O’Neill addressed the changing landscape of the music industry and the challenges of making money for songwriters and composers during the digital age, when access to music is easy – and usually free.

"While the industry has changed, what hasn’t changed are the songwriters that we represent. They are the smallest entrepreneurs in the world,” he said. "The Internet has this whole concept of free, but for the songwriter that doesn’t work, so how do we get businesses to step up and pay for it?”

For O’Neill, it has meant testifying before Congress over copyright laws, which he did six months after becoming CEO, and going to court to fight (repeatedly) for fees that provide fair compensation to songwriters.

In the music industry, BMI is an icon. The company, which started in 1939, is credited with bringing jazz and country music into the mainstream by getting musicians air time on radio stations. While recording companies are bigger and often better known to the public, a performing rights organization like Broadcast Music Inc. is integral to keeping songwriters, composers and publishers in business and creating new music.

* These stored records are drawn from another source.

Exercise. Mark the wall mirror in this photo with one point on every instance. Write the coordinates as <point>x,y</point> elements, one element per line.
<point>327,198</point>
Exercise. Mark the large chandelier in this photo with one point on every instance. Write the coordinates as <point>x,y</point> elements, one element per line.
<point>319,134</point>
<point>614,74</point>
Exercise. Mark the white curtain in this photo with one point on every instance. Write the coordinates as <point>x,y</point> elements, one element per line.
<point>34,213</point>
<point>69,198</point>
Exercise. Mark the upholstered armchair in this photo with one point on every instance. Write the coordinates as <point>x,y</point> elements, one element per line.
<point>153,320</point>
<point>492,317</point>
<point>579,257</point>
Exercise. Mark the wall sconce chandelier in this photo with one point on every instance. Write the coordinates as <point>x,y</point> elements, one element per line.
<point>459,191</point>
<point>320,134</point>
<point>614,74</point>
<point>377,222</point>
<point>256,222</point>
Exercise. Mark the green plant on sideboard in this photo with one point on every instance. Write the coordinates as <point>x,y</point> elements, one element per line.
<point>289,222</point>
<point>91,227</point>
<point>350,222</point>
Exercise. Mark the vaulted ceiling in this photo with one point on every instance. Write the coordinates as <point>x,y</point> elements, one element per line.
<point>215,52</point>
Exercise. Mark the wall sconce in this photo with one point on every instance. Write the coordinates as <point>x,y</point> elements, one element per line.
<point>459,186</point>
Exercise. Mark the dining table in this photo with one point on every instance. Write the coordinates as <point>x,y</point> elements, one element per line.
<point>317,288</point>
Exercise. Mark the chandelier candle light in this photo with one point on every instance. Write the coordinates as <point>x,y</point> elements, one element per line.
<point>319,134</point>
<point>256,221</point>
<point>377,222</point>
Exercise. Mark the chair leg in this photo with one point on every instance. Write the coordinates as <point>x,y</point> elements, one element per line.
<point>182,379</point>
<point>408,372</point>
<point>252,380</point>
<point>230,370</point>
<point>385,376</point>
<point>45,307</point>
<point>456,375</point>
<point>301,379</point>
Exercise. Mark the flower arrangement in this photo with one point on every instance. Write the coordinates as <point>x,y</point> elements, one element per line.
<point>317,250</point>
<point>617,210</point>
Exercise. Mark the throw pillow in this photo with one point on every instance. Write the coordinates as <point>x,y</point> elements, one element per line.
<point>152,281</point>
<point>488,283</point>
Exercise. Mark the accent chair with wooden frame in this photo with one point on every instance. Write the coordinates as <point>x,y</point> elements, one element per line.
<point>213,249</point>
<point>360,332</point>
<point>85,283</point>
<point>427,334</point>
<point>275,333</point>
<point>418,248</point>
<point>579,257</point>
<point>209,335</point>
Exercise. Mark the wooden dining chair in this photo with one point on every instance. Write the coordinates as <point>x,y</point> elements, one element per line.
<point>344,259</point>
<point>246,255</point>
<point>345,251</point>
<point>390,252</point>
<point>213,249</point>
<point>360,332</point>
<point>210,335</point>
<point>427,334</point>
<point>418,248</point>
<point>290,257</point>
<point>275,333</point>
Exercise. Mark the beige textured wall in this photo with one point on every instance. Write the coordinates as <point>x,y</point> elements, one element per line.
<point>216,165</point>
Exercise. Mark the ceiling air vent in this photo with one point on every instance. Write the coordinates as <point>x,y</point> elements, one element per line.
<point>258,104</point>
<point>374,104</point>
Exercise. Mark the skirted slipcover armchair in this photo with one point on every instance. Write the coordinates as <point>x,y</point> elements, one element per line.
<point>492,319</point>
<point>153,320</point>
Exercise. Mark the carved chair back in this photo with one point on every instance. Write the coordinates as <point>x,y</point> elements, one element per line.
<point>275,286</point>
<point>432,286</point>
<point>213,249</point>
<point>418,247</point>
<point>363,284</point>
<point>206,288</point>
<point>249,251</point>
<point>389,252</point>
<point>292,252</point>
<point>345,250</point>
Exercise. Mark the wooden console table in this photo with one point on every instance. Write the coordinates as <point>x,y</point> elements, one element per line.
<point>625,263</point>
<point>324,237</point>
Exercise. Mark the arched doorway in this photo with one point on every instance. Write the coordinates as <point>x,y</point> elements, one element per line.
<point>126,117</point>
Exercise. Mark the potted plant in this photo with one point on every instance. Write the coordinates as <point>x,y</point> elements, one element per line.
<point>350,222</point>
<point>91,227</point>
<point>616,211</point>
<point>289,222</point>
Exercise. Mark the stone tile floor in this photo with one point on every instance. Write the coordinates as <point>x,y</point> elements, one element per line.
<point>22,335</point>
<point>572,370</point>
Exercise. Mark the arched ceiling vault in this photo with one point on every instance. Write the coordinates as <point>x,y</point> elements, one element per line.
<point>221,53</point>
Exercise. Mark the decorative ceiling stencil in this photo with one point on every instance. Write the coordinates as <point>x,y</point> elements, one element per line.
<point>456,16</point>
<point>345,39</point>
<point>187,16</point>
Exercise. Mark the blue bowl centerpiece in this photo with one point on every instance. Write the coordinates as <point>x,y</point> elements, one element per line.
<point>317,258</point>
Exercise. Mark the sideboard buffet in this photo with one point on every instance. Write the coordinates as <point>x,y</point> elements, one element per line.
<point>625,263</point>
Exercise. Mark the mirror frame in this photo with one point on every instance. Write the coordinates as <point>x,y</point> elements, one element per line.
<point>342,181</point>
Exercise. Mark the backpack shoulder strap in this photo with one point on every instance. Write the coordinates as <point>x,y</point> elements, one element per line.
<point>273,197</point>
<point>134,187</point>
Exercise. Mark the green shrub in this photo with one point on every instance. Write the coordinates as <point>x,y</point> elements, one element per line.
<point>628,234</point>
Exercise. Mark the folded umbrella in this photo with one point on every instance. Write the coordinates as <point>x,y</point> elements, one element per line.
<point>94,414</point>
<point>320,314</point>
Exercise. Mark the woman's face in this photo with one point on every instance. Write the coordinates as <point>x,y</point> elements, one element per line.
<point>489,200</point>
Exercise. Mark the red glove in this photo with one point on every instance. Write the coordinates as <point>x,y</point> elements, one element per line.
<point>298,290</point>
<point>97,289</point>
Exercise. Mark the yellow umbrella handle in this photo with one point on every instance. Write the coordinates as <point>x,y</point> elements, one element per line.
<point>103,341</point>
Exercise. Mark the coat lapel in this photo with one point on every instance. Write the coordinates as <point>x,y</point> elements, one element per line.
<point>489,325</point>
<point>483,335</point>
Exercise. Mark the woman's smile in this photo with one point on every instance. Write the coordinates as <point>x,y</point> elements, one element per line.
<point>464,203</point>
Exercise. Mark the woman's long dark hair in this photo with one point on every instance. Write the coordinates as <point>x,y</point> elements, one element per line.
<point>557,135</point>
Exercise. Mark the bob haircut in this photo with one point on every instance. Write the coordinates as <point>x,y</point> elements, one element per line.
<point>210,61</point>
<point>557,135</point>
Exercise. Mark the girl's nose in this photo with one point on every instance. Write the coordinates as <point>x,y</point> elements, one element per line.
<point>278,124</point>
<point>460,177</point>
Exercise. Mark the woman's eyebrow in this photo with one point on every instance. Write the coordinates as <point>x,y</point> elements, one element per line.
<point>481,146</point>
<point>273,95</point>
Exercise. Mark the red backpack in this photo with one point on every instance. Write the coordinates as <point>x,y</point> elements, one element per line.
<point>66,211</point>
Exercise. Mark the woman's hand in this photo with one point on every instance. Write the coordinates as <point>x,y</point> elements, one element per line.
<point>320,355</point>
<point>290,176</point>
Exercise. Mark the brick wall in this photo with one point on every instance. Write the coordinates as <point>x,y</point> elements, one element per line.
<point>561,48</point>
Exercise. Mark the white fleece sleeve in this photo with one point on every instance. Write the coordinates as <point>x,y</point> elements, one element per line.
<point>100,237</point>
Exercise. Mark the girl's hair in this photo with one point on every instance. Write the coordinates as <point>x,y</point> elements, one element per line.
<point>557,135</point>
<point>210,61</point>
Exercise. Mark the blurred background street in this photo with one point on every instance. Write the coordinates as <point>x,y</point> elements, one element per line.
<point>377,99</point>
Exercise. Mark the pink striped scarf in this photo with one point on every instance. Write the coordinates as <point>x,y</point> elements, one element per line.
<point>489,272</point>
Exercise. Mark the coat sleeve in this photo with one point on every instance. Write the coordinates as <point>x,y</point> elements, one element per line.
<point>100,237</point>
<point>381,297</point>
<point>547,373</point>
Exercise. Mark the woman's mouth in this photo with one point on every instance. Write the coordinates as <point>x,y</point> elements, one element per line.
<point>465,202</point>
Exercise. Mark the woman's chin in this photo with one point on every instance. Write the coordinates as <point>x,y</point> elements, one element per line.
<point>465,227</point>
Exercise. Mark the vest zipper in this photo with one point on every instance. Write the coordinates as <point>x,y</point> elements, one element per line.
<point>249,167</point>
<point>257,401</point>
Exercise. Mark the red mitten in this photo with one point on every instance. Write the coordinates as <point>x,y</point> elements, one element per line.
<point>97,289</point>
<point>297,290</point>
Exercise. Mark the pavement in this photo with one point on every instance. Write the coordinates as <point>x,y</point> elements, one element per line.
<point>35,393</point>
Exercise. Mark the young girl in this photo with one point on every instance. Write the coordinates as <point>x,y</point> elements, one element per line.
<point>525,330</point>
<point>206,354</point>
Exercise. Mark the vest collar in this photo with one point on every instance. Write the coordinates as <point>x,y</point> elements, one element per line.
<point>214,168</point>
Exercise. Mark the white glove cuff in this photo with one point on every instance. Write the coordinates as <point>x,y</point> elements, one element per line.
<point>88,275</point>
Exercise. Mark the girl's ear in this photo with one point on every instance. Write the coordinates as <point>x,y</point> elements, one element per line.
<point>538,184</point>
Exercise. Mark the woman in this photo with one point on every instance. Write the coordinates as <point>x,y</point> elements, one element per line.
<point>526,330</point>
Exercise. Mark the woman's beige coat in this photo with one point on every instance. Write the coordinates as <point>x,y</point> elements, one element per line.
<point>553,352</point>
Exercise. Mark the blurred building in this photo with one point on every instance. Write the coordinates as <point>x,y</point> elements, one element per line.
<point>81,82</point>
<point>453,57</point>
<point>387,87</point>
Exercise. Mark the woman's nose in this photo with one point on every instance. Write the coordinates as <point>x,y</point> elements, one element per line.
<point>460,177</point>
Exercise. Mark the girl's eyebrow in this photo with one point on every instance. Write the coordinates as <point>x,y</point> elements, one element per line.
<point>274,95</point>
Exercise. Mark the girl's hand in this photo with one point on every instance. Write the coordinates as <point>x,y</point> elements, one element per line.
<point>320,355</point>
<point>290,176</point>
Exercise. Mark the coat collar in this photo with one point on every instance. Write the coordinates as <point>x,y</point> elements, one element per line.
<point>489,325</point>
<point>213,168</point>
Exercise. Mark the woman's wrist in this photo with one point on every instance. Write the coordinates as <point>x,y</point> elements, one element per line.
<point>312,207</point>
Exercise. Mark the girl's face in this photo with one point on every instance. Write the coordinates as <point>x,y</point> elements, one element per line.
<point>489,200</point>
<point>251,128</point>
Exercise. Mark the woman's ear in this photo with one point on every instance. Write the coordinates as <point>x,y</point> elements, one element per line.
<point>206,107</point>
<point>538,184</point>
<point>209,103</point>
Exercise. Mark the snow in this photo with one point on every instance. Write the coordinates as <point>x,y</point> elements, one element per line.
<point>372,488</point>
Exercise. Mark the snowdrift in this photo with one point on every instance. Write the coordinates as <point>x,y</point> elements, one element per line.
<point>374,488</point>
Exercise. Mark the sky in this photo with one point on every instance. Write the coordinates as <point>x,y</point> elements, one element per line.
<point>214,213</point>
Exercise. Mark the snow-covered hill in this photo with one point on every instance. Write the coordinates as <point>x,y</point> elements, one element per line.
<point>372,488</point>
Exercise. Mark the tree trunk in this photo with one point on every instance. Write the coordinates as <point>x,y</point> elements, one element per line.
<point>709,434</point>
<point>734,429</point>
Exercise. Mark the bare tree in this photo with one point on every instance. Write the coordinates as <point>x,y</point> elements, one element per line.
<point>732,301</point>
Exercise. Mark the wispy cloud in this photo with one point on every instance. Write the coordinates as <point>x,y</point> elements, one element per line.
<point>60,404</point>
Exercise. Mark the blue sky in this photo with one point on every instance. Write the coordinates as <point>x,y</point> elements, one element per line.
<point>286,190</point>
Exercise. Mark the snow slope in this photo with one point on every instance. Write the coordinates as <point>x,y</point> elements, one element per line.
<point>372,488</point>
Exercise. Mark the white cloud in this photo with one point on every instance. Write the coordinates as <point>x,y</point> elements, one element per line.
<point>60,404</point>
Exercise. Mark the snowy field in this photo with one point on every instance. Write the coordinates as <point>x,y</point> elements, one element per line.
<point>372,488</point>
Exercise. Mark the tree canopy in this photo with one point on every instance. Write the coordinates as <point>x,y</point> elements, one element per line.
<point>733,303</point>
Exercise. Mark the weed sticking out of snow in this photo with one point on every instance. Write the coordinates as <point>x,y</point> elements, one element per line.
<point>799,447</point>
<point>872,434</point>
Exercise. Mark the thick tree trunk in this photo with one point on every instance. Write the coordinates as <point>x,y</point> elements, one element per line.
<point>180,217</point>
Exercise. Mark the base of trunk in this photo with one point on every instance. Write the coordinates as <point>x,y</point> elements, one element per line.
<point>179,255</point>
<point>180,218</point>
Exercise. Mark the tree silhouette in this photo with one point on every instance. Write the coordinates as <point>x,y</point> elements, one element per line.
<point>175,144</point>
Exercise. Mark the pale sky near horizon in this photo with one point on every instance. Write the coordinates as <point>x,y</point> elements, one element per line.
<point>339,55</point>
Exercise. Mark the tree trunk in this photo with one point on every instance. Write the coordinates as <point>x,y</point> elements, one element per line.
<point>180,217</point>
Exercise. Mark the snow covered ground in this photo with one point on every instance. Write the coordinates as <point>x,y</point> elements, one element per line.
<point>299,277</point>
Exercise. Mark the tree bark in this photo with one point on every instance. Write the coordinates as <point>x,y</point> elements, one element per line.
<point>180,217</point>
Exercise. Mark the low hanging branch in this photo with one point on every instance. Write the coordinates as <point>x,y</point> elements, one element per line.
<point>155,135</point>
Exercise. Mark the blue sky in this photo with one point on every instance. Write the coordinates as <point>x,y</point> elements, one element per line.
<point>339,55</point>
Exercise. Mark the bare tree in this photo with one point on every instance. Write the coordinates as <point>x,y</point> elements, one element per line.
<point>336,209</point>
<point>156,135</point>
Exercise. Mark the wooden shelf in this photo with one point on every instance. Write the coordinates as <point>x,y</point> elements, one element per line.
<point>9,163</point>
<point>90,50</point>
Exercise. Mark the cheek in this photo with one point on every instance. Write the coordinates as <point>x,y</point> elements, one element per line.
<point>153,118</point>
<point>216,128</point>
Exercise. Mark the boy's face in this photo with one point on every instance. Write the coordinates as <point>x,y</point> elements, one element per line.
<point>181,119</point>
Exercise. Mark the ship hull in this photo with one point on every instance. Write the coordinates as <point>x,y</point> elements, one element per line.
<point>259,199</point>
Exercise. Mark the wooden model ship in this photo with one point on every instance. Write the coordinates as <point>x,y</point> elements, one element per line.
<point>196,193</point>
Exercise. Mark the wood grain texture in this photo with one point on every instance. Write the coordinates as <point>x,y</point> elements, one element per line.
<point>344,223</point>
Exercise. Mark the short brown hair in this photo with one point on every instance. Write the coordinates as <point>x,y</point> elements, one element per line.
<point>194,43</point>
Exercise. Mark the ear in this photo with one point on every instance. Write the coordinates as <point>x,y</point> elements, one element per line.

The company, which operates as a not-for-profit, reported revenues of $977 million last year and distributed more than $840 million to its songwriters -- the highest revenues and royalty distributions in the company's history.

On its website, BMI describes itself as an advocate for the value of music. To get a sense of what that entails, consider this: Its repertoire consists of an estimated 8.5 million musical works created and owned by more than 650,000 songwriters, composers and publishers.

BMI’s business is also about understanding the changing tastes of listeners, identifying what is likely to emerge as the next popular genre. It works to nurture musical talent and to maintain the right mix of songs and songwriters to offer to movie companies, radio stations – and Pandora. But the changes wrought by the Internet are huge issues for the industry – and BMI.

"Consumers don’t have to pay for access to music and that has thrown the industry into a tizzy," O’Neill said. "How do you manage through the chaos and make money for the songwriters and keep your employees motivated."

O’Neill, who grew up in Oceanport, N.J., studied business administration as an undergraduate at Montclair University. He decided to pursue his MBA on the advice of his father, who earned his college degree by attending classes at night and later went on to become a vice president at Exxon.

His father told him a college degree was no longer enough if he wanted to run a company, so O’Neill spent two years working in the accounting department of a pipe manufacturer in Harrison and then went for his MBA, concentrating his studies in finance and marketing.

The job at CBS, he said, was a key move in his career. When he was first offered it, he said he was disappointed that it emphasized finance rather than marketing.

"I was blessed in the sense that I wasn’t afraid to take the job in finance. I thought I could always move into sales and then marketing," he said. "If I hadn’t been open to trying it, I would have missed a great opportunity.”

O’Neill said the position of chief executive at BMI started looking like a possibility in 2010. "I had been running the whole licensing group at the time. I had been given responsibility for the writer-publisher group, which is the creative side, as well as distribution," he said.

"To me, it was like the company was telling me I could do it,” he said. "They were giving me these huge areas of responsibility and saying, let’s see how you run with it."